In fact, sociologists may be

among the most qualified to gather empirical facts about people’s moral opinions. We study humans after all, and as you will discover in the following chapters of this text, we are trained to utilize a variety of scientific data- collection techniques to understand patterns of human beliefs and behaviors. Using these techniques, we could find out how many people in the United States find SpongeBob morally reprehensible, but we could never learn, empirically, whether SpongeBob is in fact morally reprehensible.

KEY TAKEAWAYS • Empirical questions are distinct from ethical questions.

• There are usually a number of ethical questions and a number of empirical questions that could be asked about any single topic.

• While sociologists may study topics about which people have moral opinions, their job is to gather empirical data about the social world.

EXERCISES

1. Think of some topic that interests you. Pose one ethical question about that topic.

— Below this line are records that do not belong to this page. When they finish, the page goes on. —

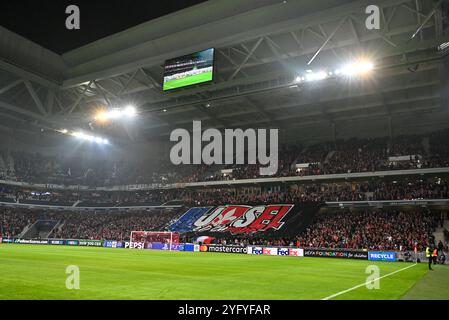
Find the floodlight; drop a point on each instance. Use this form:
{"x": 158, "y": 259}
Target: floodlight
{"x": 357, "y": 68}
{"x": 315, "y": 76}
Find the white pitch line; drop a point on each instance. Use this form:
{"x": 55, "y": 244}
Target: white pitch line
{"x": 365, "y": 283}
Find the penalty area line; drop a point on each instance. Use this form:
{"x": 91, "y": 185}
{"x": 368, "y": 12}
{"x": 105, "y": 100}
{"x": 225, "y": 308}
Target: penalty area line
{"x": 366, "y": 282}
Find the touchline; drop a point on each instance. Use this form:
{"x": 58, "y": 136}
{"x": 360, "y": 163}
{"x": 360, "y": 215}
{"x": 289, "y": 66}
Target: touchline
{"x": 189, "y": 149}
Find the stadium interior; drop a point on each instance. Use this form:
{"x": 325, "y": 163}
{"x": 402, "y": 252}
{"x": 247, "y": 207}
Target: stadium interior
{"x": 85, "y": 135}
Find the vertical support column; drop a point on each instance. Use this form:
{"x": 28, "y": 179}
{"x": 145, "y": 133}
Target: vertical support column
{"x": 390, "y": 129}
{"x": 334, "y": 131}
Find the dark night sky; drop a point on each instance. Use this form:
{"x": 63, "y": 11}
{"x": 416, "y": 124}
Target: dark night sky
{"x": 43, "y": 21}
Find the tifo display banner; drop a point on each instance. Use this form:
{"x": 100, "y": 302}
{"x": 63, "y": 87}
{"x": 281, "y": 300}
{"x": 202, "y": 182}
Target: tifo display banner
{"x": 382, "y": 256}
{"x": 329, "y": 253}
{"x": 223, "y": 248}
{"x": 241, "y": 219}
{"x": 295, "y": 252}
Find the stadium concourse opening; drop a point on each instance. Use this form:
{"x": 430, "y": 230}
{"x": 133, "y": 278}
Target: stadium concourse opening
{"x": 135, "y": 164}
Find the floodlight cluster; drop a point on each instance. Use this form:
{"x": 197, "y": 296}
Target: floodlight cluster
{"x": 84, "y": 136}
{"x": 116, "y": 113}
{"x": 355, "y": 69}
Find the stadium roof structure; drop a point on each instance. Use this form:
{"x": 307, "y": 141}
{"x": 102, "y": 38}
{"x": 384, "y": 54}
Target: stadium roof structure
{"x": 262, "y": 46}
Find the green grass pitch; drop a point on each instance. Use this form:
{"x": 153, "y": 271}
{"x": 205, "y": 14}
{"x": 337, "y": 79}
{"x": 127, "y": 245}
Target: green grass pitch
{"x": 39, "y": 272}
{"x": 195, "y": 79}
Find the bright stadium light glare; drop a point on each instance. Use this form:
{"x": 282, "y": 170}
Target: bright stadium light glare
{"x": 356, "y": 68}
{"x": 114, "y": 114}
{"x": 130, "y": 111}
{"x": 315, "y": 76}
{"x": 81, "y": 135}
{"x": 102, "y": 116}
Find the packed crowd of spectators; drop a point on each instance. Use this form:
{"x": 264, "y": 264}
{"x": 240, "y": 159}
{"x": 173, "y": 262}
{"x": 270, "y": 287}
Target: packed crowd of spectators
{"x": 341, "y": 156}
{"x": 86, "y": 225}
{"x": 371, "y": 229}
{"x": 376, "y": 189}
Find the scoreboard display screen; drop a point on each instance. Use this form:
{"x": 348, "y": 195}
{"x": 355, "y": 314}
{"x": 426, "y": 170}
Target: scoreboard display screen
{"x": 189, "y": 70}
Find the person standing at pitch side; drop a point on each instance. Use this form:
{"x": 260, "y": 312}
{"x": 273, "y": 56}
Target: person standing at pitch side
{"x": 429, "y": 256}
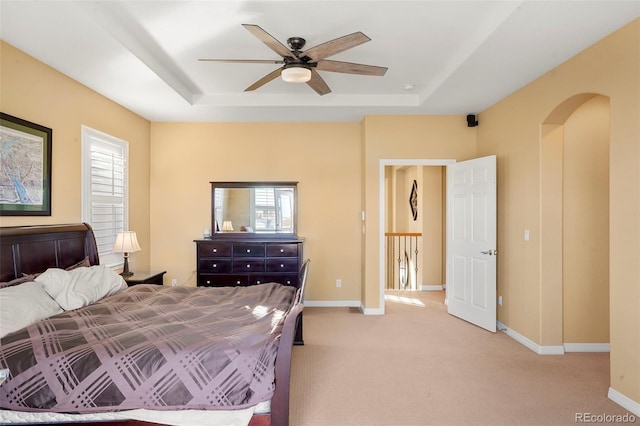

Now pose an empirical question about the same topic.

2. Read a few news articles about any controversial topic that interests you (e.g., immigration, gay marriage, health care reform, terrorism, welfare). Make a note of the ethical points or questions that are raised in the articles and compare them to the empirical points or questions that are mentioned. Which do you find most compelling? Why?

[1] Voss, G. (2008, May 26). Women harassing men. Marie Claire. Retrieved from

http://www.marieclaire.com/sex-

love/relationship-issues/articles/women-harassing-men-1

[2] Not familiar with SpongeBob SquarePants? You can learn more about him on Nickelodeon’s site dedicated to all things SpongeBob:

http://spongebob.nick.com

.

[3] Focus on the Family. (2005, January 26). Focus on SpongeBob. Christianity Today. Retrieved

from

http://www.christianitytoday.com/ct/2005/januaryweb-only/34.0c.html

[4] BBC News. (2005, January 20). US right attacks SpongeBob video. Retrieved from

http://news.bbc.co.uk/2/hi/americas/4190699.stm

[5] In fact, a recent MA thesis examines representations of gender and relationships in the cartoon: Carter, A. C. (2010). Constructing gender and

relationships in “SpongeBob SquarePants”: Who lives in a pineapple under the sea. MA thesis, Department of Communication, University of South

Alabama, Mobile, AL.

4.3 Is It Sociological?

LEARNING OBJECTIVES 1. Identify and describe the three key insights that make sociology unique.

2. Define social location.

3. Understand the difference between sociological research questions and those of other, similar disciplines.

What is sociology? If you can’t answer that question, then it will be very difficult for you to conduct a sociological research project. It will also be very difficult to impress your friends with your sociology degree or to convince your parents or your partner that the sacrifices that helped put you through college were worthwhile. Even more, it could be quite a challenge to explain yourself and your qualifications to prospective employers if you cannot

tell them simply and succinctly what it is you spent your college career studying. So let’s take a moment to consider what sociology is exactly. First, we will attempt to define sociology, and then we will consider how sociology is similar to and different from other disciplines. This exercise should help as we begin to turn our empirical interests into sociological research questions.